E elas num total de 20 edificações, margeadas pela própria Praça de Sé, Rua Santa Tereza, Rua F. Oliveira e Rua 11 de Agosto (Praça Clovis Beviláqua), foram ao chão sem dó. Eram construções de várias épocas, altura, largura, inclusive a maior delas, um dos símbolos da transição europeia-norte americana da cidade, o Edifício Mendes Caldeira, e o símbolo de uma nobreza esquecida, o palácio Santa Helena. Um retângulo urbano de aproximadamente 25.000 m² foi posto ao chão sem dó, mas com protestos, ato que nos dias de hoje seria uma insanidade.

Mapa ilustrativo das duas praças, a esquerda Praça da Sé, e à direita, a Praça Clóvis Beviláqua, num cenário dos anos 50 e 60. O retângulo marcado irá desaparecer, e onde estão os principais ícones, O Edifício Mendes Caldeiria e o Palacete Cine Teatro Santa Helena.

Mapa ilustrativo das duas praças, a esquerda Praça da Sé, e à direita, a Praça Clóvis Beviláqua, num cenário dos anos 50 e 60. O retângulo marcado irá desaparecer, e onde estão os principais ícones, O Edifício Mendes Caldeiria e o Palacete Cine Teatro Santa Helena.

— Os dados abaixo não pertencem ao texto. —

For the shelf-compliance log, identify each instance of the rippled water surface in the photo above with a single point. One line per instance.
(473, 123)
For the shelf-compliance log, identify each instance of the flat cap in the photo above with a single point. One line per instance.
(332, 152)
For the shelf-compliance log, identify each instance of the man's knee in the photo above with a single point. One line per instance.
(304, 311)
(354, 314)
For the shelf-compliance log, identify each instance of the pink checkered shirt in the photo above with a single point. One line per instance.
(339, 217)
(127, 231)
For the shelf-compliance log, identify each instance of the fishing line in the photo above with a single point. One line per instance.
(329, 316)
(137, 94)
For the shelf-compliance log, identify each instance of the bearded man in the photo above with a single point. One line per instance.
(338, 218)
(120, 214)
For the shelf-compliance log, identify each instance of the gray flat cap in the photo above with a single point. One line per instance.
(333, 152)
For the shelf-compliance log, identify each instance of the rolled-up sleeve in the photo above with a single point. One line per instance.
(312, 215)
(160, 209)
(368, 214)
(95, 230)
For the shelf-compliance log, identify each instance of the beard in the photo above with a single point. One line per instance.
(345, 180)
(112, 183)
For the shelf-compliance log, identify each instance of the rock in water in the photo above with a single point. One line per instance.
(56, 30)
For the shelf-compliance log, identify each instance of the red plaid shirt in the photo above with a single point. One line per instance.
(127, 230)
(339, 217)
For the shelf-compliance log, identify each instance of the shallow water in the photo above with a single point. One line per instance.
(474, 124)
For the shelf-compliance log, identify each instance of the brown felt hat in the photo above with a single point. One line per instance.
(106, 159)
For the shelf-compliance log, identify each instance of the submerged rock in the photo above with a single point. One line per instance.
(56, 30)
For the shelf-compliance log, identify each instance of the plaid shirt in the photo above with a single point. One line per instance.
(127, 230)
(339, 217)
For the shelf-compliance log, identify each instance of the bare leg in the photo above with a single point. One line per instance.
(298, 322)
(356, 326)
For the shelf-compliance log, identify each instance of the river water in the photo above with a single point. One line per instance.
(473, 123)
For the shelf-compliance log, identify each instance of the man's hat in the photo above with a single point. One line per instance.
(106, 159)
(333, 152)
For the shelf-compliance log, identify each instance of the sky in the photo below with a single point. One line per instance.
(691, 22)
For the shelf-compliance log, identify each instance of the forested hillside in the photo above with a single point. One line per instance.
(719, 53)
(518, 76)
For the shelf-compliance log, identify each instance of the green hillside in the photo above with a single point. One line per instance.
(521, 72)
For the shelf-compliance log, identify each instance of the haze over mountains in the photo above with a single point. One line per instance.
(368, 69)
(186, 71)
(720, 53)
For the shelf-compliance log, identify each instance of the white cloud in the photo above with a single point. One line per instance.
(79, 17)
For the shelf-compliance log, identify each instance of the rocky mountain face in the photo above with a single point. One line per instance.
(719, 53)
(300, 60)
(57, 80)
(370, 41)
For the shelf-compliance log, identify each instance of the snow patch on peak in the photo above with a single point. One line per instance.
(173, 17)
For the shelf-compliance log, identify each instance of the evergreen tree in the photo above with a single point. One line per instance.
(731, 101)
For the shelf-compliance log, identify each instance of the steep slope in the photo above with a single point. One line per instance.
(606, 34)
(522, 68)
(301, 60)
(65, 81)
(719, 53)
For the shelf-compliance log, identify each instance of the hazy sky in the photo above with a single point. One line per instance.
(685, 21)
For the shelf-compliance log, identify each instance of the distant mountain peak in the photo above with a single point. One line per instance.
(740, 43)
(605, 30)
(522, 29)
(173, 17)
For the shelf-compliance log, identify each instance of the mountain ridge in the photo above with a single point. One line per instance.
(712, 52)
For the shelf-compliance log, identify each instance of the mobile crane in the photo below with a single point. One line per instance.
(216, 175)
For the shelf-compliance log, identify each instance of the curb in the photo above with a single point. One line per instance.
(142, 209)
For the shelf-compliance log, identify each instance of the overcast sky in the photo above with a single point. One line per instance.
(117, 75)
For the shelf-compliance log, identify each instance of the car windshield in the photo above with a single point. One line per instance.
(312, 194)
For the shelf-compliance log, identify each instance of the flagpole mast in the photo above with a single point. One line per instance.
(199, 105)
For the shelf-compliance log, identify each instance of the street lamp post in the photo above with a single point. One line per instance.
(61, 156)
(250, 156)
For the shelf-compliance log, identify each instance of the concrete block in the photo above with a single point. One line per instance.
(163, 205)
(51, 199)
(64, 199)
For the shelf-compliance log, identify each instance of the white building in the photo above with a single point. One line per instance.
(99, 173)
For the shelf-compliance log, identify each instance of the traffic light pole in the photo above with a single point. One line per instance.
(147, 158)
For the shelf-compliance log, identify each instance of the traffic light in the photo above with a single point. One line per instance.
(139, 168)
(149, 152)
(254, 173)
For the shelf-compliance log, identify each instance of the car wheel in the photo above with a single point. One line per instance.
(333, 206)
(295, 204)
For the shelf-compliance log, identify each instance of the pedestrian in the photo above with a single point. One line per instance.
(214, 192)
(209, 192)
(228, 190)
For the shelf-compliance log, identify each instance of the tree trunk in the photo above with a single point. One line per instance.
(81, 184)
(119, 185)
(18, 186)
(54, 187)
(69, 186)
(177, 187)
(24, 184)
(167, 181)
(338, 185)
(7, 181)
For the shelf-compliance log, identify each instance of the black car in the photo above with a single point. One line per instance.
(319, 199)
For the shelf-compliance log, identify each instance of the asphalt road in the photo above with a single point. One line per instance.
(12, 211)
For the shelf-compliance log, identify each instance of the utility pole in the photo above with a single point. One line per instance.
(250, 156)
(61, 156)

Na praça da Sé além da própria Catedral, um terminal de ônibus existia que atendia várias regiões, especialmente a Zona Leste e Norte.

A praça da Sé em 1965, área central bem movimentada funcionando também como um terminal de ônibus. A esquerda o famoso edifício de 30 andares, com a torre símbolo da Mercedes Bens, e seu vizinho não menos famoso, o Palacete Santa Helena.

A praça da Sé em 1965, área central bem movimentada funcionando também como um terminal de ônibus. A esquerda o famoso edifício de 30 andares, com a torre símbolo da Mercedes Bens, e seu vizinho não menos famoso, o Palacete Santa Helena.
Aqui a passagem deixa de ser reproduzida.